2001’den sonra terör örgütleri de değişti. Daha önce El-Kaide Afganistan’da, Taliban’ın hamiliğinde yaşayan, kısıtlı bir organizasyondu. Günümüz örgütleri ise, Irak ve Suriye’de yıkılan rejimlerin silah depolarına, cephaneliklerine, rafinerilerine, petrol yataklarına sahipler. Terör örgütleri prodüksiyon stüdyoları , sosyal medya ve Twitter’la dünyanın dört bir yanına anında e-propaganda yapabiliyorlar.
Batı dünyası teröre karşı potansiyel müttefiki olan sivil halkları de yanına çekemedi. Terörle mücadele adına yaşanan zulümler, yüzbinlerce masum sivilin ölümü, Ebu Garip ya da CIA Black Site’larında gerçekleştirilen işkenceler, sivil halkı terörle mücadeleden uzaklaştırdı. Batı İyi ile kötüyü, suçlu ile masumu ayırt edemeyerek en büyük müttefikini kaybetti.

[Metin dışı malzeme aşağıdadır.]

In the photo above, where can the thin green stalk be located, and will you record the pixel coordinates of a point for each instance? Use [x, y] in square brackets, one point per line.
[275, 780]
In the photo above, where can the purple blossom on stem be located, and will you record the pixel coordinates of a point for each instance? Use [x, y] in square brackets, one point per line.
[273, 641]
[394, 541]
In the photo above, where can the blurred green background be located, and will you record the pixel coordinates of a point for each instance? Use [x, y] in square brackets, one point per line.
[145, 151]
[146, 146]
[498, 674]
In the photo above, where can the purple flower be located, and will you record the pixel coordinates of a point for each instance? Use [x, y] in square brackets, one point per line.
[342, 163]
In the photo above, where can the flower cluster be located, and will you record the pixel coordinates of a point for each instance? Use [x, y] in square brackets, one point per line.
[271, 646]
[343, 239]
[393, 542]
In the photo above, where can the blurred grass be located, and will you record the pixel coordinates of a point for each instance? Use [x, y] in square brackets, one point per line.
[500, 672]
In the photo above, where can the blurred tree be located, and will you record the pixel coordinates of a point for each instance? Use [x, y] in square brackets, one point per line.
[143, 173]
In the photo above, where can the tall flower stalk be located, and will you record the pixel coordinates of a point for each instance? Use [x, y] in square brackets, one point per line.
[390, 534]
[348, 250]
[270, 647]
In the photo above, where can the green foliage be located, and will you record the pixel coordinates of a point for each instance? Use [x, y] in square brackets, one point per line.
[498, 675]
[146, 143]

Yükselen İslam karşıtlığı milyonlarca Müslümanı kapana kısılmış hissettiriyor. Müslümanlar terörizmle mücadele adına fişleniyor, ayrıştırılıyor. ABD’de Terörist İzleme Merkezi listelerinde 1.200.000 Müslüman kayıt altına alındı. 5 yıl önce bu sayı sadece 230.000’di. Birçok Amerikalı listeden uzak durma adına Müslüman dostları ile ilişkilerini minimuma indirdi. Uçuşa Yasaklılar Listesi adı altında 47.000 kişinin uçağa binmesi yasaklıyken birçok Amerikalı ancak ikinci bir aramadan geçtikten sonra uçağa binebiliyor. Suriye’ye savaşmaya giden ya da gitmeye çalışan ABD vatandaşı sayısının sadece 250 olduğunu göz önünde bulundurduğumuzda, milyonlarca Müslümanın potansiyel terörist olarak görülmesi elbette ki kabul edilebilir bir durum değil.

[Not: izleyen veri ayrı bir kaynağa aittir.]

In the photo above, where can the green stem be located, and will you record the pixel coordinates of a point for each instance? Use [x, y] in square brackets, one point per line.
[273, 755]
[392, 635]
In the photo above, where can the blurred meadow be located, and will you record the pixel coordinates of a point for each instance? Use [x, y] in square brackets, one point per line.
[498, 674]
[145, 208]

Bugün ABD’de terörist listeleri ile özel hayatın gizliliği, ifade özgürlüğü, seyahat edebilme gibi temel insan hakları ihlal edilmekte. CIA “Ölüm Listeleri” , Drone ile masum ya da suçlu ayırt etmeksizin yapılan infazlar, ABD’nin teröre karşı yürüttüğü haklı mücadelesini kirletiyor. Müslüman halklar arasındaki dostlarını kaybetmesine sebep oluyor. Halbuki milyonlarca Müslüman radikalizm ve terörizmle en az ABD kadar mücadele etmek istiyor.

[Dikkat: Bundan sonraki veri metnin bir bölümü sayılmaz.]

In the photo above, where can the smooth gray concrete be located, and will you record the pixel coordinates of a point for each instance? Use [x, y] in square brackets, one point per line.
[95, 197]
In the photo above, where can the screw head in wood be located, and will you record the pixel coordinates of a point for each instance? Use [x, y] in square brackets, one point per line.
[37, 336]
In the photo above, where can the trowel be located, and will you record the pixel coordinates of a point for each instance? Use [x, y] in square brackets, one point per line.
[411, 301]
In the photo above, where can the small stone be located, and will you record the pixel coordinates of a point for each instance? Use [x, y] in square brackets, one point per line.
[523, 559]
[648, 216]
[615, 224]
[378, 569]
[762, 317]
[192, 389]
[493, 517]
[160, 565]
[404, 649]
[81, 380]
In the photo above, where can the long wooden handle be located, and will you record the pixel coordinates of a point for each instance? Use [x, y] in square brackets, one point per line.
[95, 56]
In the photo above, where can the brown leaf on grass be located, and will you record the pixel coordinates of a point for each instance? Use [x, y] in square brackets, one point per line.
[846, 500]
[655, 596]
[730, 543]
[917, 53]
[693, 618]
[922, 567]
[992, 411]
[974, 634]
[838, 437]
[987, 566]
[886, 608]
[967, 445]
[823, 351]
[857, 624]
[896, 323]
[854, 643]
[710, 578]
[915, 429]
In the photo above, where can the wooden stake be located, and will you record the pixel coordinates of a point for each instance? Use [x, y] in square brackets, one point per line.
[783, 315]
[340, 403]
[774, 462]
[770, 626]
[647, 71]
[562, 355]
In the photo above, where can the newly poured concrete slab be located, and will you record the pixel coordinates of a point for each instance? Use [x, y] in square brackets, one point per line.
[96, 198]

11 Eylül sonrası politikalar, bu yönüyle ideolojik üstünlüğü terörist organizasyonlardan yana kaydırdı. Her geçen gün dünyanın dört bir yanından terör gruplarına katılım oluyor. 2011- 2015 yılları arasında 25-30.000 potansiyel savaşçı Suriye’ye akın etti. Bu rakam Somali, Yemen, Irak, Afganistan ve Pakistan’a son 20 yılda gelen potansiyel terörist sayısından daha fazla.
FBI’in en çok aranan teröristler listesi ilk kez 2001 yılında yayınlanmıştı. İlk listenin 9’u öldürüldü, 3’ü de yakalandı. Etkisiz hale getirilenler 18 yeni teröristle değişti. Hemen hemen her ülke kendi ‘en çok aranan terörist listesi’ni ilan etti. Dünya 2001’e göre çok daha tehlikeli bir yer haline geldi.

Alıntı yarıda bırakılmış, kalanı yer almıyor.